I recommend you do what flybynite said. I have done steps similar to this a dozen times or more...

There may be a few problems with this though. You did say the new disk is 20GB? I am not sure if your gentoo system will fit as mine will not. The other problem is you have to substitute the real drives in his directions and partition and make a filesystem on the 20 GB disk. If any step is too difficult for you please ask. And give us some details of your config like what are your drives hda? sda?

----------

## digitall2000

well this is a very light weight system

week old install

and  is a simple gateway/router

i did as in the install handbook 

/dev/hda1 boot ext 2

/dev/hda2 swap

/dev/hda3 rest of system ext 3

xdiskusage says i have 37.07G total w/ 31.44G free

so that should fit on a 20G drive

so i take it i should just set up the 20G the same

as the 40G boot and swap the same size and let 

/dev/hda3 take up the slack of the drive

will this copy everything?

do i have to setup grub? fstab? 

i just really need to be sure on the directions

as i do not have the time to start from scratch 

right now

thanks again

lance

----------

## drescherjm

 *Quote:*   

> so i take it i should just set up the 20G the same
> 
> as the 40G boot and swap the same size and let
> 
> /dev/hda3 take up the slack of the drive 

 

Yes. Do that.

----------

## drescherjm

 *Quote:*   

> will this copy everything? 

 

No you will have to partition and format the 20GB drive hda1 and hda3. And run mkswap on hda2. 

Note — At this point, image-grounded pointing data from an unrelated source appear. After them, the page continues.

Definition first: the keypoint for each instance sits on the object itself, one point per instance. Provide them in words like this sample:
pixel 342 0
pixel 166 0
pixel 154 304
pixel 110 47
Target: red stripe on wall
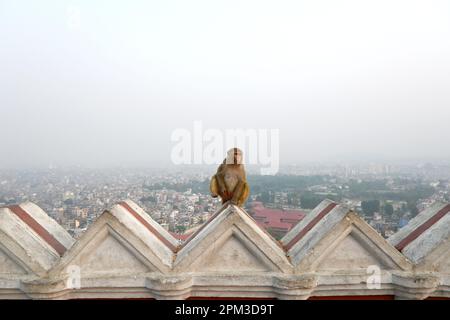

This assumes you installed the 20 gb disk as hda. 

And then use these commands to copy each partition separately.

And finally you will have to use grub to install a new boot on the smaller disk.

Have you installed the 20gb disk in the pc yet?

----------

## digitall2000

not yet

i just broke something

could you look at

https://forums.gentoo.org/viewtopic-t-539919-highlight-.html

it's late here need some sleep

maybe you might help me on my most immediate problem

thanks so far

lance

----------

## drescherjm

I am not sure of what that other problem.

BTW, Another simpler way to clone your system is to download a copy of sysrescuecd and use GParted to do the copy and resize operations.

http://www.sysresccd.org/Main_Page

----------